6 Ende Iojakim ontsliep met sijne vaderen: ende sijn soon Iojachin wert Koningh in sijne plaetse.
7 De Koningh nu van Egypten en toogh voortaen niet meer uyt sijn lant: want de Koningh van Babel hadde van de riviere van Egypten af, tot aen de riviere Phrath, ingenomen al dat des Koninghs van Egypten was.
8 Iojachin was achtien jaer oudt, doe hy Koningh wert, ende regeerde drie maenden te Ierusalem: ende sijner moeder naem was Nehustha, eene dochter Elnathans van Ierusalem.
9 Ende hy dede dat quaet was in de oogen des HEEREN; na alles dat sijn vader gedaen hadde.
10 Te dier tijt togen de knechten Nebucadnezars des Koninghs van Babel na Ierusalem: ende de stadt wert belegert.
11 Selfs quam Nebucadnezar de Koningh van Babel tegen de stadt; als sijne knechten die belegerden.
12 Doe gingh Iojachin de Koningh van Iuda uyt tot den Koningh van Babel, hy, ende sijne moeder, ende sijne knechten, ende sijne Vorsten, ende sijne hovelingen: ende de Koningh van Babel nam hem [gevangen ] in ’t achtste jaer sijner regeeringe.

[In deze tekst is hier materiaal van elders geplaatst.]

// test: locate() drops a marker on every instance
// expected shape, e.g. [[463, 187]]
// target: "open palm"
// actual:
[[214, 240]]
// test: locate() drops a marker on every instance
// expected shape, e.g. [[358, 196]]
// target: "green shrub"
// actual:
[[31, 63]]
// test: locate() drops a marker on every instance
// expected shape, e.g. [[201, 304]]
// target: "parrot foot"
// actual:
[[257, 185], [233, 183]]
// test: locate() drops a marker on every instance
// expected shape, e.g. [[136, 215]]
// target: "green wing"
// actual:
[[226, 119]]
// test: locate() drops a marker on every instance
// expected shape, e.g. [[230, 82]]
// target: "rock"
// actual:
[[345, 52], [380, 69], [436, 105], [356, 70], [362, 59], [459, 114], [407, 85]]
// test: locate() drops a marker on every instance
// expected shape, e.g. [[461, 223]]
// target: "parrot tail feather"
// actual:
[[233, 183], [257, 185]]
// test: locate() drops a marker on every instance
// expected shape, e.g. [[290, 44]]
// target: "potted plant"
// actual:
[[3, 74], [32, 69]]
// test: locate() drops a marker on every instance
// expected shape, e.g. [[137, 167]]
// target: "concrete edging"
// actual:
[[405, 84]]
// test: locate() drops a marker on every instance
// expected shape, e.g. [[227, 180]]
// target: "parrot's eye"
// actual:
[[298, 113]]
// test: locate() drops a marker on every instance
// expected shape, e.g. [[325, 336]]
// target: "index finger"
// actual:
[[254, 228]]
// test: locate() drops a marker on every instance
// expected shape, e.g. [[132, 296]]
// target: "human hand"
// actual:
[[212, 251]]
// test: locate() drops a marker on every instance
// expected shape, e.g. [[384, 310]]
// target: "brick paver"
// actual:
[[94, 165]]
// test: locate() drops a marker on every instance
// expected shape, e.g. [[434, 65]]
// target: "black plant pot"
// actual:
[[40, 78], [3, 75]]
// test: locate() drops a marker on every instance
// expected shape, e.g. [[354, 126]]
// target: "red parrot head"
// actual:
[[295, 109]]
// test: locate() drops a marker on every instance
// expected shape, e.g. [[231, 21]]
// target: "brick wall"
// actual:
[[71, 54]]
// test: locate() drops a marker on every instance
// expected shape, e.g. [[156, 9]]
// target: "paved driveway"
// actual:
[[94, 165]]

13 Ende hy bracht van daer uyt alle de schatten van het Huys des HEEREN, ende de schatten van het huys des Koninghs: ende hy hieuw alle gouden vaten af, die Salomo de Koningh Israëls in den tempel des HEEREN gemaeckt hadde, gelijck als de HEERE gesproken hadde.
14 Ende hy voerde gantsch Ierusalem wech, mitsgaders alle de Vorsten, ende alle strijtbare helden, tien duysent gevangene, ende alle timmerlieden, ende smeden: niemant en wert over gelaten, dan het arme volck des lants.
15 Soo voerde hy Iojachin wech na Babel, mitsgaders des Koninghs moeder, ende des Koninghs wijven, ende sijne hovelingen; daer toe de Machtige des lants bracht hy gevangelick van Ierusalem na Babel:
16 Ende alle kloecke mannen tot seven duysent, ende timmerlieden, ende smeden tot een duysent, [ende ] alle helden die ter oorloge geoeffent waren: dese bracht de Koningh van Babel gevangelick na Babel.
17 Ende de Koningh van Babel maeckte Mattania des selven oom Koningh in plaetse van hem, ende veranderde sijnen naem in Zedekia.
18 Zedekia was een en twintigh jaer oudt, als hy Koningh wert, ende hy regeerde elf jaer te Ierusalem: ende sijner moeder name was Hamutal, een dochter van Ieremia, van Libna.
19 Ende hy dede dat quaet was in de oogen des HEEREN; na alles wat Iojakim gedaen hadde.
20 Want het geschiedde, om den toorn des HEEREN tegen Ierusalem: ende tegen Iuda, tot dat hy haer van sijn aengesichte wech geworpen hadde: ende Zedekia rebelleerde tegen den Koningh van Babel.